Jabrill the block shedder

The spread offense at its core is simply a system to get the offense’s best athletes the ball in space. To combat this, defenses have started to shift their best athletes out into space, and this is the main factor behind the decision to switch Peppers to a linebacker role in 2016. Before the snap in the below video, the quarterback identifies that he has two blockers to account for the two Wolverine defenders on the left side of the formation, which would seemingly be the recipe to spring the ensuing swing pass for a big gain.

In reality, this numbers advantage is completely wiped out by the fact that most receivers have no chance at blocking Peppers in space. Trying to tackle Peppers is hard enough, and trying to square up and block the guy is borderline impossible. Peppers’ ability to wrap-up and finish plays in the open field is made all that more impressive by a bad-ass throw down to end the play, and his 2015 season was full of similar open field blowups.

Jabrill the corner

Peppers’ versatility in 2015 was perhaps most evident when watching the array of receivers he was forced to cover all over the field. Whether it be manning up the slot receiver, or rotating back to play a deep zone as a safety, Peppers was routinely utilized all over the formation. He will continue to move around in 2016, but the expectation is that he’ll play closer to the line of scrimmage and stick to mostly slot coverage. This is what makes the fact that Peppers can consistently win one-on-one battles as an outside corner so scary.

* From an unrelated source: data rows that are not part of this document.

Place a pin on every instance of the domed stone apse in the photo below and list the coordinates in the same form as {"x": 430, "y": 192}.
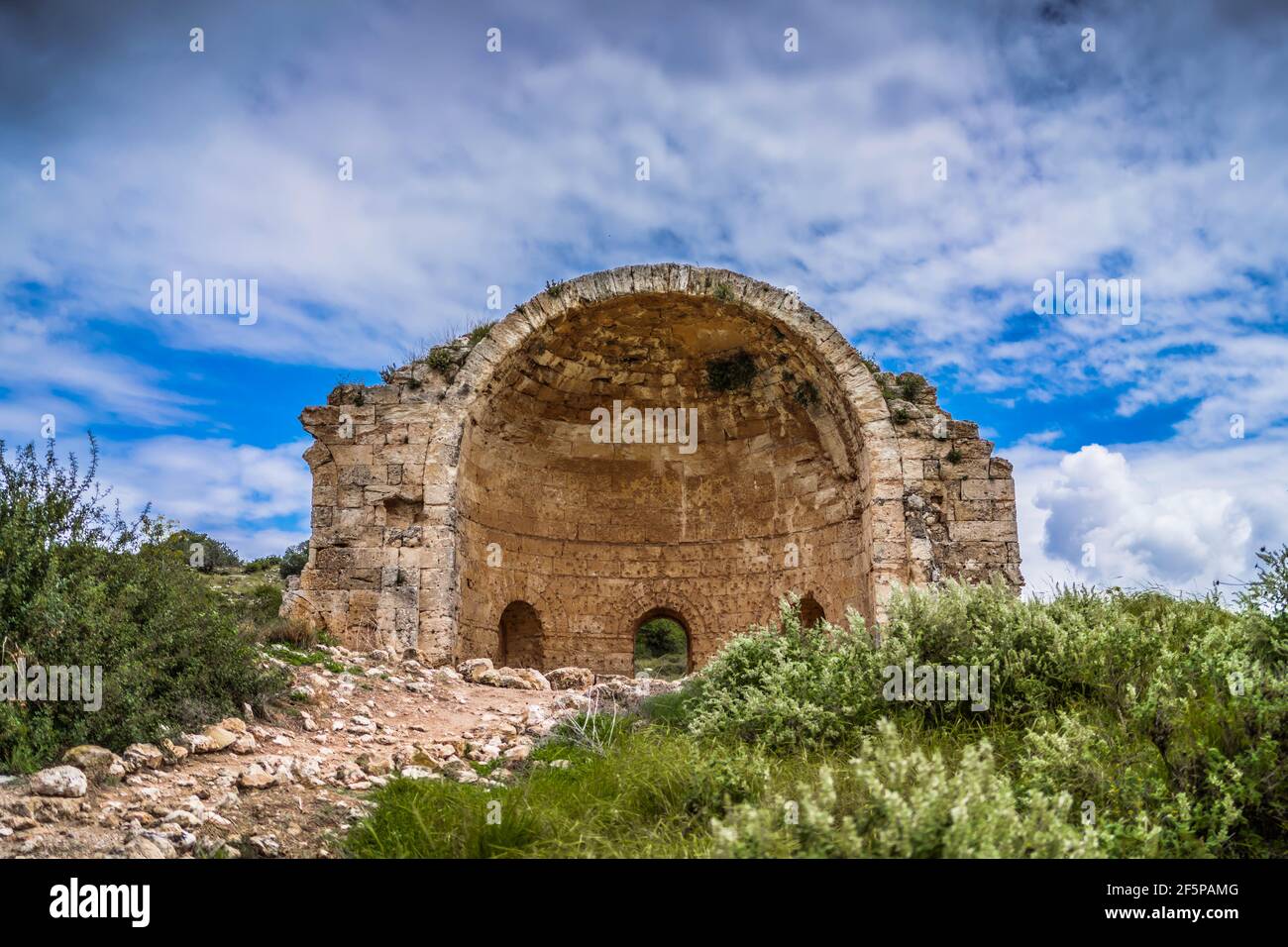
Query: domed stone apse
{"x": 655, "y": 440}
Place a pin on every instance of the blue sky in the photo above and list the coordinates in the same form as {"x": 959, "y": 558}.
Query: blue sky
{"x": 810, "y": 169}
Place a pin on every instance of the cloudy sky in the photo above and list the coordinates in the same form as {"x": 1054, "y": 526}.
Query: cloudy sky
{"x": 812, "y": 169}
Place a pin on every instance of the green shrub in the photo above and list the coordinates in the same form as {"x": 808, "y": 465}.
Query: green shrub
{"x": 80, "y": 586}
{"x": 294, "y": 560}
{"x": 202, "y": 552}
{"x": 730, "y": 372}
{"x": 900, "y": 801}
{"x": 789, "y": 686}
{"x": 630, "y": 801}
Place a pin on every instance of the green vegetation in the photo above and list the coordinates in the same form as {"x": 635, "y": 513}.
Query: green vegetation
{"x": 80, "y": 586}
{"x": 661, "y": 650}
{"x": 294, "y": 560}
{"x": 911, "y": 385}
{"x": 806, "y": 394}
{"x": 1117, "y": 724}
{"x": 734, "y": 371}
{"x": 201, "y": 551}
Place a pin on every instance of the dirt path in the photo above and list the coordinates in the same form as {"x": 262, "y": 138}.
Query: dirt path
{"x": 288, "y": 788}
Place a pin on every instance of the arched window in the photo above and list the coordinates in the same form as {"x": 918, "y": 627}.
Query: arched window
{"x": 661, "y": 646}
{"x": 520, "y": 637}
{"x": 811, "y": 612}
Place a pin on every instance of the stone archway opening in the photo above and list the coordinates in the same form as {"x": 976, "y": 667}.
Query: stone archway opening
{"x": 576, "y": 470}
{"x": 473, "y": 476}
{"x": 661, "y": 646}
{"x": 811, "y": 612}
{"x": 520, "y": 643}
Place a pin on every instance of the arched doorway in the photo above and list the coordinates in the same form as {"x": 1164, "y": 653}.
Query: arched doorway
{"x": 661, "y": 646}
{"x": 520, "y": 644}
{"x": 811, "y": 612}
{"x": 785, "y": 440}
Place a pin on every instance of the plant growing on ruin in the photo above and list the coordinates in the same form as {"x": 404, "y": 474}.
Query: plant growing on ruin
{"x": 911, "y": 385}
{"x": 730, "y": 372}
{"x": 805, "y": 393}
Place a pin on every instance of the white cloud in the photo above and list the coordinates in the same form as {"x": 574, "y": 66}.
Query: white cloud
{"x": 1154, "y": 514}
{"x": 254, "y": 499}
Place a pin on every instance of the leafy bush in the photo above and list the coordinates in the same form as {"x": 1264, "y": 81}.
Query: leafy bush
{"x": 900, "y": 801}
{"x": 734, "y": 371}
{"x": 790, "y": 686}
{"x": 1122, "y": 724}
{"x": 294, "y": 560}
{"x": 81, "y": 586}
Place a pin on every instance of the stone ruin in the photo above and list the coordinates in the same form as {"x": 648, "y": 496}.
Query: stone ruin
{"x": 468, "y": 508}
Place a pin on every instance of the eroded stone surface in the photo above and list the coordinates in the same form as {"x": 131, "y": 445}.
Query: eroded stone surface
{"x": 464, "y": 508}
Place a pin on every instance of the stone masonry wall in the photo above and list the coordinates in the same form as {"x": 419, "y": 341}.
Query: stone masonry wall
{"x": 469, "y": 480}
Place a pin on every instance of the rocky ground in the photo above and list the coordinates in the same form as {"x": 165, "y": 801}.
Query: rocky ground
{"x": 291, "y": 785}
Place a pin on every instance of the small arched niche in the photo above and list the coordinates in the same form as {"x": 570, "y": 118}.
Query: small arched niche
{"x": 520, "y": 639}
{"x": 811, "y": 612}
{"x": 661, "y": 646}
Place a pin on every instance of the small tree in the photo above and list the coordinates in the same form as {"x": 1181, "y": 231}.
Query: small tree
{"x": 294, "y": 560}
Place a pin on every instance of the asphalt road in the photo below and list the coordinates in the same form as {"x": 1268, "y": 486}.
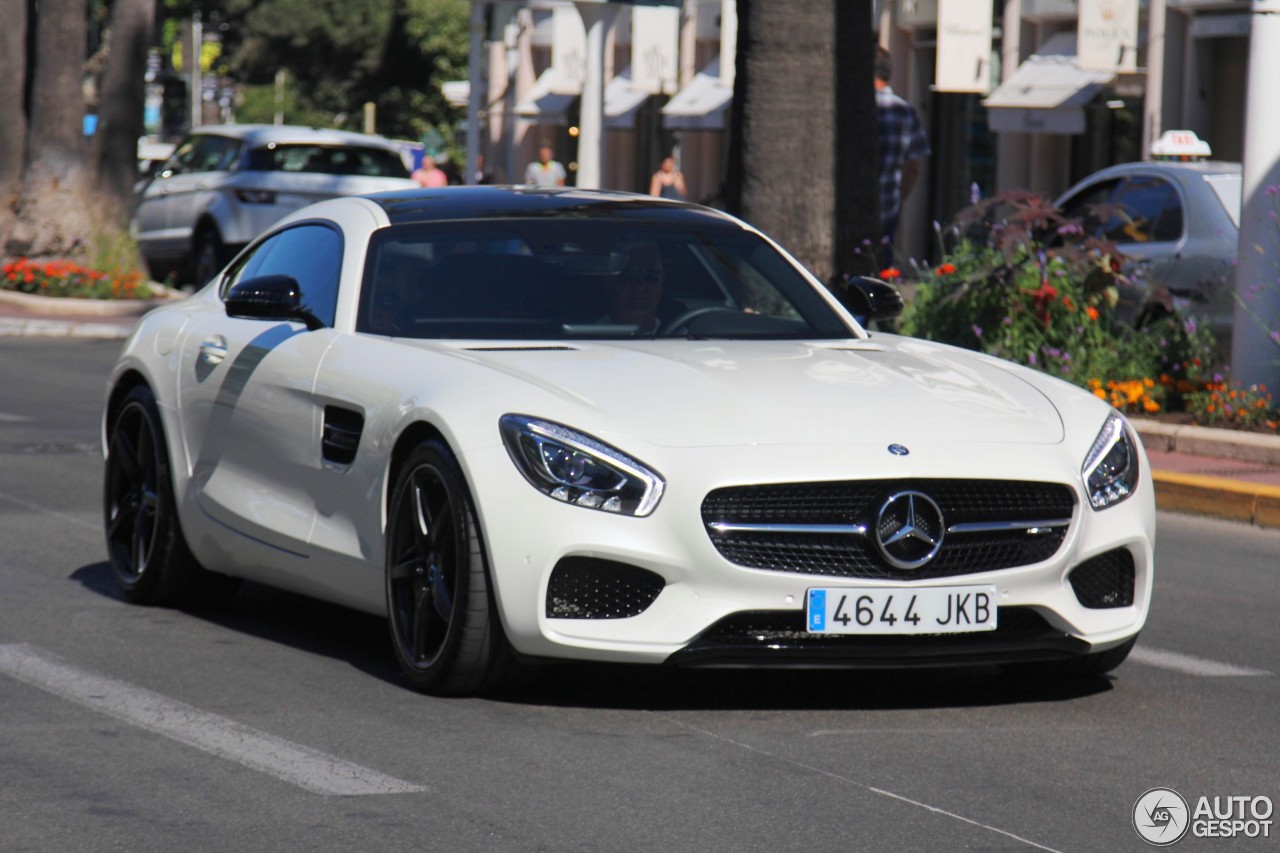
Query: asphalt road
{"x": 278, "y": 724}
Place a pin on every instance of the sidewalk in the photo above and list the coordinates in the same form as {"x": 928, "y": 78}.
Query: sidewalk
{"x": 1219, "y": 473}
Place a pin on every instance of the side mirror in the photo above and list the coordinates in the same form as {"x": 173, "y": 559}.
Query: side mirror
{"x": 270, "y": 297}
{"x": 869, "y": 299}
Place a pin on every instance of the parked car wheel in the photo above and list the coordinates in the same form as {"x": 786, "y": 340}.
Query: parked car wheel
{"x": 443, "y": 625}
{"x": 147, "y": 551}
{"x": 209, "y": 256}
{"x": 1083, "y": 667}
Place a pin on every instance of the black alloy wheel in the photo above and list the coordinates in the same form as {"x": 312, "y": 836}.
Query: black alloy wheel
{"x": 443, "y": 624}
{"x": 146, "y": 548}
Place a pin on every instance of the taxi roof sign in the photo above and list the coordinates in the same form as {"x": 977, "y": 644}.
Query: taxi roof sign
{"x": 1180, "y": 145}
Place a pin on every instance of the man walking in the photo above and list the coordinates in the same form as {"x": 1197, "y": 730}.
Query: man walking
{"x": 903, "y": 147}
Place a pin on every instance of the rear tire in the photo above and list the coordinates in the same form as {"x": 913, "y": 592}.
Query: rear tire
{"x": 443, "y": 621}
{"x": 146, "y": 548}
{"x": 208, "y": 256}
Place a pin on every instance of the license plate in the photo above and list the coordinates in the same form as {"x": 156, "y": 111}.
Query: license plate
{"x": 901, "y": 610}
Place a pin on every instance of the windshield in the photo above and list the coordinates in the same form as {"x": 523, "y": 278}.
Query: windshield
{"x": 560, "y": 278}
{"x": 328, "y": 159}
{"x": 1228, "y": 188}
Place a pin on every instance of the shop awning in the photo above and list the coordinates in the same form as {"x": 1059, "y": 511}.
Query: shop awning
{"x": 1047, "y": 92}
{"x": 622, "y": 101}
{"x": 700, "y": 105}
{"x": 543, "y": 104}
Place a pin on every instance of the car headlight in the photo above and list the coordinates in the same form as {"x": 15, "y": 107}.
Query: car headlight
{"x": 577, "y": 469}
{"x": 1111, "y": 468}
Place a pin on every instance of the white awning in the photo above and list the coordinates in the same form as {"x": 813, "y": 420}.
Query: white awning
{"x": 1047, "y": 92}
{"x": 621, "y": 101}
{"x": 700, "y": 105}
{"x": 457, "y": 92}
{"x": 543, "y": 104}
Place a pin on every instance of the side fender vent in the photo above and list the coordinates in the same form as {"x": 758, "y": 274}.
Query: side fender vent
{"x": 341, "y": 438}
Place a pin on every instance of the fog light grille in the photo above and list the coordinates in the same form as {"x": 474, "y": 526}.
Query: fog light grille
{"x": 589, "y": 588}
{"x": 1106, "y": 580}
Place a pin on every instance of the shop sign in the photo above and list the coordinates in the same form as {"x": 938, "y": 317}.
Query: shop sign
{"x": 654, "y": 39}
{"x": 1107, "y": 35}
{"x": 964, "y": 46}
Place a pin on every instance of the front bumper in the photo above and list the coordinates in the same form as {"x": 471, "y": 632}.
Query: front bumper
{"x": 709, "y": 611}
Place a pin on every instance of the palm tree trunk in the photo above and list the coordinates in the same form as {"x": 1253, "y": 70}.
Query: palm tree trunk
{"x": 803, "y": 163}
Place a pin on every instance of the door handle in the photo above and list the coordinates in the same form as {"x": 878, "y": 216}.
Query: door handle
{"x": 213, "y": 350}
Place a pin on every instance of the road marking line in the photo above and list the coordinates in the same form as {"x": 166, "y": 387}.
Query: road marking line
{"x": 1189, "y": 665}
{"x": 291, "y": 762}
{"x": 45, "y": 510}
{"x": 846, "y": 780}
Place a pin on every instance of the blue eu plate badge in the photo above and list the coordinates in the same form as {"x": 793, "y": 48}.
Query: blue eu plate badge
{"x": 817, "y": 610}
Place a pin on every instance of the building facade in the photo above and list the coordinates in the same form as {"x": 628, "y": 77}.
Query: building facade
{"x": 1013, "y": 94}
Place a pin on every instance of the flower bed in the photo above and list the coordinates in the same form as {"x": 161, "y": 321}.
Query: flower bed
{"x": 65, "y": 279}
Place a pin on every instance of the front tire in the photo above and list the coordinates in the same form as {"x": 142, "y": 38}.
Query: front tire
{"x": 443, "y": 623}
{"x": 209, "y": 256}
{"x": 147, "y": 552}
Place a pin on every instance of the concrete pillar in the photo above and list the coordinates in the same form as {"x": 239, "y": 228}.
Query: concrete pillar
{"x": 1256, "y": 333}
{"x": 479, "y": 94}
{"x": 1013, "y": 150}
{"x": 598, "y": 18}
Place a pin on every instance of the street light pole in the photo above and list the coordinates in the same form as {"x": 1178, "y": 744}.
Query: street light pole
{"x": 1256, "y": 329}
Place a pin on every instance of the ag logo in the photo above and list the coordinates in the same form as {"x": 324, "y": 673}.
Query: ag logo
{"x": 1161, "y": 816}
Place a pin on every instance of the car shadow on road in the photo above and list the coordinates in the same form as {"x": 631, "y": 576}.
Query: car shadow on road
{"x": 362, "y": 642}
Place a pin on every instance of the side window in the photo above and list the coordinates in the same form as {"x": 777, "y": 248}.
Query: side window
{"x": 205, "y": 154}
{"x": 1146, "y": 209}
{"x": 1091, "y": 206}
{"x": 311, "y": 254}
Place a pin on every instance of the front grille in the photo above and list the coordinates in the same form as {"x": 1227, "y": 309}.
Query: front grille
{"x": 589, "y": 588}
{"x": 982, "y": 506}
{"x": 1106, "y": 580}
{"x": 780, "y": 637}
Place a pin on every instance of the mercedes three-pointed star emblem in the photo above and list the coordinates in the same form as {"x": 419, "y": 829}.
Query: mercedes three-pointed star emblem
{"x": 909, "y": 529}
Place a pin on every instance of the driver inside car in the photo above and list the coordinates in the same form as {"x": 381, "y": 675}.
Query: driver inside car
{"x": 635, "y": 293}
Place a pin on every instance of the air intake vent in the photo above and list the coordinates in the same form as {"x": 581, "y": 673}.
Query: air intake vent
{"x": 1105, "y": 582}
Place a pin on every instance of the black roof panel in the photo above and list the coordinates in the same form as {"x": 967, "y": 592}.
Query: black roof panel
{"x": 492, "y": 203}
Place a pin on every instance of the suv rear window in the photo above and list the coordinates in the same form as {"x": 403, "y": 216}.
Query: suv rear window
{"x": 328, "y": 159}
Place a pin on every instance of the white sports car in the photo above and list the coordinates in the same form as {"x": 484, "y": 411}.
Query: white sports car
{"x": 561, "y": 424}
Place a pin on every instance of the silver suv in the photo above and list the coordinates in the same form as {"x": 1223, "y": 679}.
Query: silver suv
{"x": 224, "y": 185}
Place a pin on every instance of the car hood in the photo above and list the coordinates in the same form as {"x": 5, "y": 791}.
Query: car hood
{"x": 695, "y": 393}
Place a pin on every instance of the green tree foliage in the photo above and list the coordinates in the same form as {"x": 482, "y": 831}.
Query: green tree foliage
{"x": 341, "y": 54}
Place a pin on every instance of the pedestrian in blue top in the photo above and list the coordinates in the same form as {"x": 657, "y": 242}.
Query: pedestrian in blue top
{"x": 903, "y": 147}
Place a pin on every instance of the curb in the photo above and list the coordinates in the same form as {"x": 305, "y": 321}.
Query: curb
{"x": 41, "y": 327}
{"x": 1217, "y": 498}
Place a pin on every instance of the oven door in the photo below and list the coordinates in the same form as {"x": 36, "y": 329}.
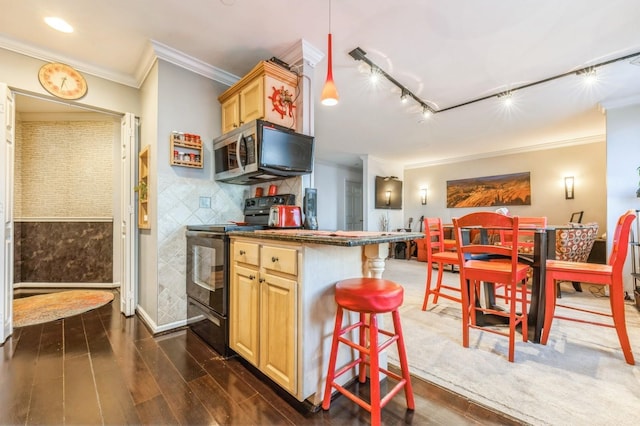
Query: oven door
{"x": 208, "y": 270}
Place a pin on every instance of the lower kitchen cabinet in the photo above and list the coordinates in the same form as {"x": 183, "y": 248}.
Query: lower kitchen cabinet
{"x": 283, "y": 308}
{"x": 278, "y": 330}
{"x": 263, "y": 309}
{"x": 243, "y": 313}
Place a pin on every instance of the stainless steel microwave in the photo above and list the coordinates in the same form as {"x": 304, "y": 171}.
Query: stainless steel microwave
{"x": 260, "y": 151}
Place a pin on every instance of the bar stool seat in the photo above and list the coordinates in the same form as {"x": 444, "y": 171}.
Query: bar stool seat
{"x": 368, "y": 296}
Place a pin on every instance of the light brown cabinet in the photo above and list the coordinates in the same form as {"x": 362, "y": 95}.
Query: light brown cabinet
{"x": 267, "y": 92}
{"x": 263, "y": 309}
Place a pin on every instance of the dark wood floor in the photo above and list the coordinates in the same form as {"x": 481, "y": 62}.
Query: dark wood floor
{"x": 103, "y": 368}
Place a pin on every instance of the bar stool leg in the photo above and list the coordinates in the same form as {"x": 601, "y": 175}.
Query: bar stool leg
{"x": 374, "y": 371}
{"x": 362, "y": 367}
{"x": 404, "y": 365}
{"x": 326, "y": 401}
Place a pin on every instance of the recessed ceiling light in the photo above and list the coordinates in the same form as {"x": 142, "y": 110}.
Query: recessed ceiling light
{"x": 58, "y": 24}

Instead of pressing Penn State’s outside receiver, Peppers utilizes a ‘freeze’ (also called ‘catch’) technique, which is when the corner will sink their feet into the ground until the receiver makes their route known. This allows the corner to keep their balance, and they can still utilize the advantage of being lined up closer to the receiver without having to necessarily press and run with a potentially larger player.

After two steps it is clear the Nittany Lion receiver is running a slant, and Peppers immediately shifts his eyes to the quarterback, while also exploding towards where Peppers’ expects the ball to arrive.

If Peppers had managed to beat the receiver to the ball, we’d likely be watching a pick-six video instead of still images. Regardless, the Wolverine displays a nice combination of aggressiveness and control by both securing the tackle (by getting his left arm in position to wrap up the receiver’s waist), and making a play on the ball (using his right arm to come over top the receiver).

Displaying picture perfect technique the entire play, Peppers finished the job off by timing his pass deflection just right, knocking the ball innocently to the turf. His next collegiate interception will be his first, but he still displayed consistent ability to lock up almost anyone and everyone who he lined up across from in 2015.

Now that the 2016 season is right around the corner, don’t expect much more (if any) love for the Wolverines here at Land-Grant Holy Land. But between Saturday’s at The Horseshoe, it’s going to be a lot of fun watching number five play football for the Maize and Blue. Until November 26, that is.